A recent Wednesday morning I was out on one side of the trail, watching the still waters carefully.  I saw ripples.  The creek widens at a certain spot where bulrushes grow and long grasses spread out from the bank.  The stream’s current moves at deeper levels here, with the surface as still as glass. Yet there were ripples.  Something was up.  Up, like the head of a beaver surfacing for air, carefully chewing.  There he was.




 

 

 

 

 

He sat or stood or dog-paddled in one spot for several minutes, head and paws above the water line, working on something with both hands. Was he chewing on a tasty root dug from the bottom of the creek?  Or was he whittling on a piece of sapling for the den he’s building?

 

He stayed there long enough for me to get several shots and then dived under the water. I snapped a few more of him heading upstream.
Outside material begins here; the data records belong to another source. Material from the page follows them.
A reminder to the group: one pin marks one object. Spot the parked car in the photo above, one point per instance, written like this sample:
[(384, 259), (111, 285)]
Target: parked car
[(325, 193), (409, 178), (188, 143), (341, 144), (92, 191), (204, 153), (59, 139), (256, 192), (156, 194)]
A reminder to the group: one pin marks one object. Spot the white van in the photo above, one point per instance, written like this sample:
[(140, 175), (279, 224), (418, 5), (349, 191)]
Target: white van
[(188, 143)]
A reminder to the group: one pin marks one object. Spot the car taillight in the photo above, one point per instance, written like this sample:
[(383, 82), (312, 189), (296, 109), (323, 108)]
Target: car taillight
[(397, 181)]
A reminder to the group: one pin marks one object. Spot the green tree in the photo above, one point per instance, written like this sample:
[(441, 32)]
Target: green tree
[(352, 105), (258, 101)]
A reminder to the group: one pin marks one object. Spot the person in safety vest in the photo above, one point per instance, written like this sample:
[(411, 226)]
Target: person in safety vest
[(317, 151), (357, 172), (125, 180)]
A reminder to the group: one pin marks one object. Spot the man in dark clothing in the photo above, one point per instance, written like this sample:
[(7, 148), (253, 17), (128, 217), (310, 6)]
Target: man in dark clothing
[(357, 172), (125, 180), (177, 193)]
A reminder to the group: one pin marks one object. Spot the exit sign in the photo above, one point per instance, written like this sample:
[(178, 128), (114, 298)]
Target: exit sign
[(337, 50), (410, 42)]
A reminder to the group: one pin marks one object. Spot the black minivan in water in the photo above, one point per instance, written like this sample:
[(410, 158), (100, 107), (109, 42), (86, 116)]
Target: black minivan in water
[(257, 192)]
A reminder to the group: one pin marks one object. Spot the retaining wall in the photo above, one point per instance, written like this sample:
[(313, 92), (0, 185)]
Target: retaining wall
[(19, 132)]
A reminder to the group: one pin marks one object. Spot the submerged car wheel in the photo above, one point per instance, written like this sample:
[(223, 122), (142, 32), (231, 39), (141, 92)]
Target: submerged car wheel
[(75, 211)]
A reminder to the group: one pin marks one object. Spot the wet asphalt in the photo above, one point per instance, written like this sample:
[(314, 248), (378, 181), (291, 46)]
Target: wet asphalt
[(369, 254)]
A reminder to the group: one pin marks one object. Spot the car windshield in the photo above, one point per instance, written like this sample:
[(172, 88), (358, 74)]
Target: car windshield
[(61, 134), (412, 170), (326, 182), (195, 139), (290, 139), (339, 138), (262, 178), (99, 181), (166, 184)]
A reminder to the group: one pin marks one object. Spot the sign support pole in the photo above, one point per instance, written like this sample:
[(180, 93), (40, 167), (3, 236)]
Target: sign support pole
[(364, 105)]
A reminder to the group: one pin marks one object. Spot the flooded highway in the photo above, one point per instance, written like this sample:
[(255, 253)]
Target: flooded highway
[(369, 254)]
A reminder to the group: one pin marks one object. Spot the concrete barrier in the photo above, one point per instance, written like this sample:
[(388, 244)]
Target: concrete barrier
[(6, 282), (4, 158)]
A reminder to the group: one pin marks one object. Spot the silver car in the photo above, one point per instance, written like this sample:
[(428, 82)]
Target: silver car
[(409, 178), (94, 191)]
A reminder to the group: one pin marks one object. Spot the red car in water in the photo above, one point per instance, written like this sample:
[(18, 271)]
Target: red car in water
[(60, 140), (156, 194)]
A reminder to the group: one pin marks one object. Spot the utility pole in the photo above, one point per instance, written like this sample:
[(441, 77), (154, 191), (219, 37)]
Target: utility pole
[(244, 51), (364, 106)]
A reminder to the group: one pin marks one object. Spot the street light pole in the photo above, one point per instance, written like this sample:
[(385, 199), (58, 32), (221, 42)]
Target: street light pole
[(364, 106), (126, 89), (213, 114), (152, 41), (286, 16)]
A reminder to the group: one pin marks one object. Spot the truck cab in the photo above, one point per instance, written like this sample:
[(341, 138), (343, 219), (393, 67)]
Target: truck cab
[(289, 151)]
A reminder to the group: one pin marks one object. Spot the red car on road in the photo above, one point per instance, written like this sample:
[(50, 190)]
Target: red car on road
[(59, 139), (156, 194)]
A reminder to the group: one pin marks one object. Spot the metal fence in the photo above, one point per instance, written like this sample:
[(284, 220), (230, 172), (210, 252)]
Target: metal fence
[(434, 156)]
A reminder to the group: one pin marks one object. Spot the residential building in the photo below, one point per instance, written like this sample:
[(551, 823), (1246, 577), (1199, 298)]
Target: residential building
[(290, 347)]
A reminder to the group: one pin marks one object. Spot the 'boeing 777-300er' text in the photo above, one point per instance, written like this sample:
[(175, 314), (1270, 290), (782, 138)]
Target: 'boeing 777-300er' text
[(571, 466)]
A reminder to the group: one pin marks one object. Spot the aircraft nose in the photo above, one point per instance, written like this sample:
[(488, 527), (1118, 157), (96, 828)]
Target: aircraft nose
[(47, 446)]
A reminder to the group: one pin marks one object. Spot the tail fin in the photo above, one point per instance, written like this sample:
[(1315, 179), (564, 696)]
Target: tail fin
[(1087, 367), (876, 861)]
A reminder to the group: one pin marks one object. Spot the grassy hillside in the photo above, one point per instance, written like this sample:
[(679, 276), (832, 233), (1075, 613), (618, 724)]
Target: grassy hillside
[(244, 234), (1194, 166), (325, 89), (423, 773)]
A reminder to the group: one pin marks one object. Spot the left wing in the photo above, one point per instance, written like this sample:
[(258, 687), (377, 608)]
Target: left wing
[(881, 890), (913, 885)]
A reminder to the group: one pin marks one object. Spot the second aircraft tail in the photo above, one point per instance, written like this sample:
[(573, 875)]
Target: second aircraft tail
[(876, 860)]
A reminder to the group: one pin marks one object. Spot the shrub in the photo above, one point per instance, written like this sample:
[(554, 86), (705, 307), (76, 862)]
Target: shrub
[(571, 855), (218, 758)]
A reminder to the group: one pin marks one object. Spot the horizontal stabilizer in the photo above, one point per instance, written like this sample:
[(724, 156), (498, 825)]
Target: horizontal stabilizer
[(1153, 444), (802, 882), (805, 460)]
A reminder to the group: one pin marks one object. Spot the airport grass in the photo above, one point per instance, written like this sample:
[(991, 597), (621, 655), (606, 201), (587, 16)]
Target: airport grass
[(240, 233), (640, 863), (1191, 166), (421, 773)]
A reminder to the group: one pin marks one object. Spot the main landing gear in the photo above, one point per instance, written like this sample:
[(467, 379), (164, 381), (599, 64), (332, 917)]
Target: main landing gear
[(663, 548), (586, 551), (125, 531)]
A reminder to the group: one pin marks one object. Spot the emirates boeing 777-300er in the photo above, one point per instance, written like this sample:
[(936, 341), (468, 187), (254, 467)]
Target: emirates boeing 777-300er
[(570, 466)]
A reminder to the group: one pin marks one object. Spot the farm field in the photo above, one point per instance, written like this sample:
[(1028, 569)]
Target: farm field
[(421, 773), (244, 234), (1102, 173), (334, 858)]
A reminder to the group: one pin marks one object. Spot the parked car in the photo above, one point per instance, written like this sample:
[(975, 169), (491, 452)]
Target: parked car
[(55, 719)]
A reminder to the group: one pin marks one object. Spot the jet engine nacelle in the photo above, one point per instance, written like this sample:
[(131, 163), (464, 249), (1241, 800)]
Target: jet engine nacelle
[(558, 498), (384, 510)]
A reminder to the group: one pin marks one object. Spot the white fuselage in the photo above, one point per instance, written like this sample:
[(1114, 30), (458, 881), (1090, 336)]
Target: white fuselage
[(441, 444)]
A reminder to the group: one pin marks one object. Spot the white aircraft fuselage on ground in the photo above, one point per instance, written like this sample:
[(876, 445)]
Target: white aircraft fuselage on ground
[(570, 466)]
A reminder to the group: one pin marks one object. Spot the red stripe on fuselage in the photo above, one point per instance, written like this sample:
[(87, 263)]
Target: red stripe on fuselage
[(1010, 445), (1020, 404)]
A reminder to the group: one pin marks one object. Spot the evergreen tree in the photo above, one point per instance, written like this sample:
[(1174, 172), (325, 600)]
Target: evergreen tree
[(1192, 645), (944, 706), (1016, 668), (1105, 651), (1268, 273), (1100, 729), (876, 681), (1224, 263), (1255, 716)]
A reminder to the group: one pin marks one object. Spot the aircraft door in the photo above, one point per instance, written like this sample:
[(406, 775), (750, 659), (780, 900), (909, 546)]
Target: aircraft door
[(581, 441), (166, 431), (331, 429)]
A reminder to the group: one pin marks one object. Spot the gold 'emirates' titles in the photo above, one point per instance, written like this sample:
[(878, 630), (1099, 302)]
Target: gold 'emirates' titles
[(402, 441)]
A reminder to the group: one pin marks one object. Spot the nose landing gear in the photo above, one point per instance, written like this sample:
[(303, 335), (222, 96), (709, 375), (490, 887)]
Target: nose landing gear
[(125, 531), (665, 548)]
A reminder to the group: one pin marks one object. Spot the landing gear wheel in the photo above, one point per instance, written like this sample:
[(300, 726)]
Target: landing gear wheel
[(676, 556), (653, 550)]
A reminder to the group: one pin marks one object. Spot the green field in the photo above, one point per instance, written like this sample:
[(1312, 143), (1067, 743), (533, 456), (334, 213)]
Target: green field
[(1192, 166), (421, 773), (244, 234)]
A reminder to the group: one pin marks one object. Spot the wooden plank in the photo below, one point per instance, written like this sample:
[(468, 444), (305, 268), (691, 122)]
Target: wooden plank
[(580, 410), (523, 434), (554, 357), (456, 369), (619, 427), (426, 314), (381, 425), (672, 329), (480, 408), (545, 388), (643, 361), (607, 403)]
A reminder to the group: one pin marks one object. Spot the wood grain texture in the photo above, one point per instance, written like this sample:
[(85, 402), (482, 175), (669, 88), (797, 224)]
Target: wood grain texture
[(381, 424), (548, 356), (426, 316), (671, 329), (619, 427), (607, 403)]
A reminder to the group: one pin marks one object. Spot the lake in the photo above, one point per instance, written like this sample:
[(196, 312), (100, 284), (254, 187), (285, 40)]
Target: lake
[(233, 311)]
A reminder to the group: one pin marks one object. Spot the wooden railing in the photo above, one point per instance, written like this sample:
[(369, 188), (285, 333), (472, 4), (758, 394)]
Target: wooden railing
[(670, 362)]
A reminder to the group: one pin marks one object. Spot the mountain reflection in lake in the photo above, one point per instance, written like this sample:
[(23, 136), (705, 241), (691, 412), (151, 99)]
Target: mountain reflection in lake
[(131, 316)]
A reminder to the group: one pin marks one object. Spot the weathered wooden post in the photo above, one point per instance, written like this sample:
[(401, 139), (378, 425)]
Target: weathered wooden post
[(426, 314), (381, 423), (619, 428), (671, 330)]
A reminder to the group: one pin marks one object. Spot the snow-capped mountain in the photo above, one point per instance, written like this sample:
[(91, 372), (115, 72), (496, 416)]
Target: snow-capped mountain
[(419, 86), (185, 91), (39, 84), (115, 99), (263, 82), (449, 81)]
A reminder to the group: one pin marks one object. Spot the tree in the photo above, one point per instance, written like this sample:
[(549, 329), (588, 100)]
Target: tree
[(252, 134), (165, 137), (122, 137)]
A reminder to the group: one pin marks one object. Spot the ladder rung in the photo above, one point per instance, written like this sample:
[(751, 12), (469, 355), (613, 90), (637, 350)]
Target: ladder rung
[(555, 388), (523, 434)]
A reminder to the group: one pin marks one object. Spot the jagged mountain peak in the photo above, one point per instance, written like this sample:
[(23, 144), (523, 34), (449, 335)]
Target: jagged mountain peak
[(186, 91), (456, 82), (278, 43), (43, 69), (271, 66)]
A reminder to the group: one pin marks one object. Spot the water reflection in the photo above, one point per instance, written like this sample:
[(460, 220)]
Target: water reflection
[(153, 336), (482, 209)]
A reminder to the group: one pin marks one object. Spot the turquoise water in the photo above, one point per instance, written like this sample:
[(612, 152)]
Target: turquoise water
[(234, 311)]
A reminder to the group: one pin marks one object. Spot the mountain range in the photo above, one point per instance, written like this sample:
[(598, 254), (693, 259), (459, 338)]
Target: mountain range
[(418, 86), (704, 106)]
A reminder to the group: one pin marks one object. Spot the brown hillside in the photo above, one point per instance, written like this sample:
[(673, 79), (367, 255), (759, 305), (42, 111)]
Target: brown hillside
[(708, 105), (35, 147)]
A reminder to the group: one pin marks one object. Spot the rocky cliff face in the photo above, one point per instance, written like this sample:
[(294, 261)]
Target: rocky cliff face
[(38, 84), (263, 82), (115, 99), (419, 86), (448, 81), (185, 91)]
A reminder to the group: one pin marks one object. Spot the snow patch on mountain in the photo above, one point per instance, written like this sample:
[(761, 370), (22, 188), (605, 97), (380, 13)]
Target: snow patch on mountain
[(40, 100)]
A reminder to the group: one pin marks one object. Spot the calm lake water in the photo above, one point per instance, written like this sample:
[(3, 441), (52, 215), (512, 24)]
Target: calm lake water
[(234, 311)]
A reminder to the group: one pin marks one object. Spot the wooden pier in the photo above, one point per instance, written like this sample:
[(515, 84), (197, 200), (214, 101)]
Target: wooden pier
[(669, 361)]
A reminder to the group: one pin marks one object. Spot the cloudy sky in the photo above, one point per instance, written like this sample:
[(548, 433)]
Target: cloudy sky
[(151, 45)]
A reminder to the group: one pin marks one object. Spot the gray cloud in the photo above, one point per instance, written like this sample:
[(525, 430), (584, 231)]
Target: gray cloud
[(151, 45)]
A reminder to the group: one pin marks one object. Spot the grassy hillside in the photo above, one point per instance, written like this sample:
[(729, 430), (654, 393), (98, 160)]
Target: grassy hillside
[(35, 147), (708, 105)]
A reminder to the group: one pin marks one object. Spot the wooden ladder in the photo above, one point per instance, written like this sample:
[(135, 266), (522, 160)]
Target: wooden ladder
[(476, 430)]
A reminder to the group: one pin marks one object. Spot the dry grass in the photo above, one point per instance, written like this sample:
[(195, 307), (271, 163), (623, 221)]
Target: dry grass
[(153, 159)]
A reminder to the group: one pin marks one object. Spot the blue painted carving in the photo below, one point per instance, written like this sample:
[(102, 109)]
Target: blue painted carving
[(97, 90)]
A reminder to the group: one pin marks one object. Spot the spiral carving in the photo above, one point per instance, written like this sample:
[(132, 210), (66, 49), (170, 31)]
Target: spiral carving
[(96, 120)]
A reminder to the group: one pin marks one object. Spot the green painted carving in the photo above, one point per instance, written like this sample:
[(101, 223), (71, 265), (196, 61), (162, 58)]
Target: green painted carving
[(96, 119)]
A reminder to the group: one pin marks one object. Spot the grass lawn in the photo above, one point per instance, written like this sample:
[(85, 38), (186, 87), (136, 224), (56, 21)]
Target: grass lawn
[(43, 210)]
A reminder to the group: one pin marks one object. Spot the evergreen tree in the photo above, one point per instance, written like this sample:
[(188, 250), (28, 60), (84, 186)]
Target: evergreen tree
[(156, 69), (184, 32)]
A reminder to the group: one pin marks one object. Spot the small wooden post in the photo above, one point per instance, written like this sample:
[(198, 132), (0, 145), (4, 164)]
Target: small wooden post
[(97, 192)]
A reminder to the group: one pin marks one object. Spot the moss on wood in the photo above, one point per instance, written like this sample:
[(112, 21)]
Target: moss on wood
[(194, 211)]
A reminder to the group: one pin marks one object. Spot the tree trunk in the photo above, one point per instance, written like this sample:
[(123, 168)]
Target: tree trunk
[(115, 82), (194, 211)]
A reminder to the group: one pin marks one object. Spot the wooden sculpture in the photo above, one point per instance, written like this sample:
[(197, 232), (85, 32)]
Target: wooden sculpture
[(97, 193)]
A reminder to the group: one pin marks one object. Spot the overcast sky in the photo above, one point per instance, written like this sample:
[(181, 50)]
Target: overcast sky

I walked further along the trail, blocked from the creek’s view for a time, and then came to a clearing where I could see between trees to the water.  There were ripples here, too.  Ripples spreading upstream, against the current, meant the beaver was still around.

 

 

 

 

Once again, I saw him gliding along the top of the water close to the far bank, and I captured a few more images.

The beaver disappeared into a part of the creek not visible from the path.  Certain I was done seeing this prize for one day, but overjoyed with the capture, I took a quick walk along the trail on the other side before heading home.  From that side I can see saplings the beaver has cut down, laying across shallow waters.  These felled trees suggest a beaver lodge is nearby.

I walked upstream for about ten minutes and turned back, having far exceeded my daily exercise goal.  Then, as I approached the main street that would return me to urban bustle, with the early sun on the creek waters, there he was!

 The beaver was returning downstream to the area I’d seen him earlier.  He was gliding along the surface of the water, midway between the banks.


 

 

 

 

 

The sun lit the full length of him perfectly, long paddle tail included.  I could even see that his eyes are gold and his ears are small and round.

“Now you don’t have to look anymore!” my Mom said.

Well, actually . . . now I’m hooked.  Schedule permitting, I’m out early every morning.  And knock on wood (or chiseled sapling), I’ve gotten a glimpse of the beaver each day since.

 

~         ~          ~          ~          ~

THE BEAVER FOLDER:  Creek Beavers

(Update as of November 2, 2017:  I’ve been capturing more beaver photos every day!)